SC: [to Wannell] Who’s on your T-shirt?

LW: Metallica.

SC: I thought I recognized those angry faces. Is this a more mainstream film for you guys? There’s no blood, it can maybe appeal to a different kind of Cineplex audience…

JW: Leigh and I love traditional Hollywood storytelling. What we like to do is take conventional Hollywood storytelling, in this case a haunted house movie, then bring our own sensibility to it, like with Saw – where we took a classic serial killer story and flipped it around and showed it from the point of view of the victims. We want people to go into this film thinking they’re seeing something they think they’re familiar with, and then we turn things around.

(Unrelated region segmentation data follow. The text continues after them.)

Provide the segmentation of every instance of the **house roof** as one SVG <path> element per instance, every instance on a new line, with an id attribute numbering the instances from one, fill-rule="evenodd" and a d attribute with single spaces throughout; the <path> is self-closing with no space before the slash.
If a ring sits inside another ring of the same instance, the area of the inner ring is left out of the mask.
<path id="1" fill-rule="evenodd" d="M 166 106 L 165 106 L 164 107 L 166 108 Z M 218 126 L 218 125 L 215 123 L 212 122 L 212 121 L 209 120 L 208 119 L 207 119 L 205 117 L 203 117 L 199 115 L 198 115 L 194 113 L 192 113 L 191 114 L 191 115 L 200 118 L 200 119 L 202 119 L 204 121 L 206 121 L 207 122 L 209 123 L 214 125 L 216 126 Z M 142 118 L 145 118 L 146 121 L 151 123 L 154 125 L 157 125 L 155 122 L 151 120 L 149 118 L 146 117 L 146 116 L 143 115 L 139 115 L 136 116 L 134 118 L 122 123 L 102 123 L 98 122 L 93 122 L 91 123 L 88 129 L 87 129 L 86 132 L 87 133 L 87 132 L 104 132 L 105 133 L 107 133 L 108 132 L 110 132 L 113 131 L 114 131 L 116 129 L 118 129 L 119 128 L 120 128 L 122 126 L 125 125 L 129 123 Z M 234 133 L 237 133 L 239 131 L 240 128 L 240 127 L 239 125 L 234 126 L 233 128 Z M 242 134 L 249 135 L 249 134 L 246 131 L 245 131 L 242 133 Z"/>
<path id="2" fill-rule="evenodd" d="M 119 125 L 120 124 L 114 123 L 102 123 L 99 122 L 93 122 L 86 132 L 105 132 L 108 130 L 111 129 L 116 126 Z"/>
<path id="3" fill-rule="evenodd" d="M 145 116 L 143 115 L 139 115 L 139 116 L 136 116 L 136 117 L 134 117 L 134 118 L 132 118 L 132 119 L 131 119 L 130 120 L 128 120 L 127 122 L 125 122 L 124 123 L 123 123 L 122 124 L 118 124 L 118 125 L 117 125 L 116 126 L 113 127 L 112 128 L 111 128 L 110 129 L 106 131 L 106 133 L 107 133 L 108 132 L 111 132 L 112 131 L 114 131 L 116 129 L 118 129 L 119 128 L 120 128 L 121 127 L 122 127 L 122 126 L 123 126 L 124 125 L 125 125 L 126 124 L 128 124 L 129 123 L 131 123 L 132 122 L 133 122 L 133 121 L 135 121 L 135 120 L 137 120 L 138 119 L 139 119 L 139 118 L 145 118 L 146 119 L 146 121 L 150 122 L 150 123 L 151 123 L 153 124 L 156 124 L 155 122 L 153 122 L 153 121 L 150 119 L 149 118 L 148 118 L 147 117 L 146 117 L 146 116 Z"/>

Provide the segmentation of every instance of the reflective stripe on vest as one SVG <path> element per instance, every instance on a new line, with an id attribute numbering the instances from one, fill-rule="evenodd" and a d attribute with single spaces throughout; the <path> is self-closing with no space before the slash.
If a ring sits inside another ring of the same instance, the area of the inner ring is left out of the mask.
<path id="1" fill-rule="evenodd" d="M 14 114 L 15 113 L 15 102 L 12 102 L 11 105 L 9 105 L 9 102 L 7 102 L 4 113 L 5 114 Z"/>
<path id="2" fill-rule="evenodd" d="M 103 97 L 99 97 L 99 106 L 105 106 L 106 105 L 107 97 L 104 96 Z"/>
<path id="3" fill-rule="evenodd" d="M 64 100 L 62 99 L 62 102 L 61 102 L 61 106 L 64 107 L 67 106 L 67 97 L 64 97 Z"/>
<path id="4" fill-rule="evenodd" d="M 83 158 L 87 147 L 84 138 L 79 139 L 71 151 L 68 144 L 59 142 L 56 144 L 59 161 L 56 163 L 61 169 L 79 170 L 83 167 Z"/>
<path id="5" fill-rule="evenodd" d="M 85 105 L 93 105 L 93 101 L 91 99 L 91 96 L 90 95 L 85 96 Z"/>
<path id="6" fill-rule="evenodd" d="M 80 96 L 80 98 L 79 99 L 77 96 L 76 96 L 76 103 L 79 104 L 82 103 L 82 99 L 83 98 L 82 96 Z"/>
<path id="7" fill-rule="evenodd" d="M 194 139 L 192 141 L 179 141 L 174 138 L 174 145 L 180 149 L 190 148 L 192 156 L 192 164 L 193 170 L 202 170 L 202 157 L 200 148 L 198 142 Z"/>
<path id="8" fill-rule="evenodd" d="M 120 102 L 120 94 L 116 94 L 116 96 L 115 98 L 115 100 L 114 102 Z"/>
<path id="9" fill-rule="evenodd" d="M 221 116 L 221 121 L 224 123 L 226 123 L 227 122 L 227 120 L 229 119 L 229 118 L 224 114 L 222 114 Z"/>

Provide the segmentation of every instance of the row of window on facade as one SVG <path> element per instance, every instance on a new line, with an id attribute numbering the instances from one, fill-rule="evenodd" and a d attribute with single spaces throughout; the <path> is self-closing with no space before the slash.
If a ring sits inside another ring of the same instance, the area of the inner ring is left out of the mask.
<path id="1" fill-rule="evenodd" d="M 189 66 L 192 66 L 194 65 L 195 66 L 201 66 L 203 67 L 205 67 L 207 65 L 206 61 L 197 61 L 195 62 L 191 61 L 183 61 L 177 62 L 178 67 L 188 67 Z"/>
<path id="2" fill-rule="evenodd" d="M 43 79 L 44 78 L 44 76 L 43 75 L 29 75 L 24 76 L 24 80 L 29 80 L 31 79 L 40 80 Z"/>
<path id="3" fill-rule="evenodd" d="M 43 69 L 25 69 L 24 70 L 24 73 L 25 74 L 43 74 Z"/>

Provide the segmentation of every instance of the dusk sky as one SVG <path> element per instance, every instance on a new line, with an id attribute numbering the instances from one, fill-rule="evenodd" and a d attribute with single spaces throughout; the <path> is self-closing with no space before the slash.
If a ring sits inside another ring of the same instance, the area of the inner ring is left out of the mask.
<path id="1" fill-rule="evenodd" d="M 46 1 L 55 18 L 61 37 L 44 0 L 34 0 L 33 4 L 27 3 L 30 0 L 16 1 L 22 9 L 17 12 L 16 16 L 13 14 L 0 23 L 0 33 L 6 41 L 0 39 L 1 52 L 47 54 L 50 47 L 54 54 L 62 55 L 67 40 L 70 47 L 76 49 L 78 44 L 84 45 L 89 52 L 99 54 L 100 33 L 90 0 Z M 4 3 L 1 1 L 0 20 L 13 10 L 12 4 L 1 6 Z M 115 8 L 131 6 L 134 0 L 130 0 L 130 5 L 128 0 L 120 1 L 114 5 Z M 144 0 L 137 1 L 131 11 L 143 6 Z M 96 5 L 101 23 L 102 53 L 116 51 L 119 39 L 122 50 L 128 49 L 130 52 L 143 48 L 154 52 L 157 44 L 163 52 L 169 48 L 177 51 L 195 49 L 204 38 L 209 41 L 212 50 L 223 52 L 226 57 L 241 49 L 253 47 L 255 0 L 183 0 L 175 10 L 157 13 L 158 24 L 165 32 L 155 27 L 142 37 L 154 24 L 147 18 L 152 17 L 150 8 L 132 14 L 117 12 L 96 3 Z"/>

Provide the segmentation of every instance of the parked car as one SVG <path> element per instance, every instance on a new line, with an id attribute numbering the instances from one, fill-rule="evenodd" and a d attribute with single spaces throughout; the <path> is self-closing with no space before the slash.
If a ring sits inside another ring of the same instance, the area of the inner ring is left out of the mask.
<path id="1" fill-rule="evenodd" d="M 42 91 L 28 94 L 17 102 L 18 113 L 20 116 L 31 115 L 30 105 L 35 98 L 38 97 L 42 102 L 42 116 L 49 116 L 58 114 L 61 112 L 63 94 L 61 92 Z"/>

In that respect, it’s not very mainstream. It has really quirky strange elements within a mainstream umbrella. Leigh and I are big admirers of David Lynch, and we’ve always joked we’d like to be the commercial version of David Lynch. We think he makes some of the scariest films.


A scene from Saw that, arguably, was influenced by David Lynch.

SC: Now here’s something I have a problem with, though it’s more from a marketing standpoint. In the poster for the movie it says, “It’s not the house that’s haunted.” So they’re basically giving away one of the main hooks of the movie – something that the movie builds up to dramatically. When you go into the movie knowing the kid’s haunted – doesn’t that defeat the purpose a little bit?

LW: The marketing departments of studios operate independently, you’ve got them saying “You guys have done your work, now we need to sell the film.” It’s of more interest to them for people to see the movie because that tagline intrigues them than have a few people disappointed.

SC: Sure. But you guys spend all this time building up to this moment that is on the movie poster going into the movie.

LW: But we also want people to see the film too. [Wan laughs] I still feel like there are still things in the movie the tagline doesn’t give away.

JW: It never tells you where the haunting comes from. That’s a whole other layer to it.

SC: Can you talk about one of my favourite scenes, where the demon is sharpening his nails? All those details, like with Tiny Tim singing… Was it always going to be Tiny Tim?

JW: I think the song is extra creepy when you know who Tiny Tim is as well. It gives you goosebumps. That scene, it’s what Leigh and I bring to it – we may be telling a mainstream story that involves a particular demon, but when do you see a demon on some kind of sawing machine?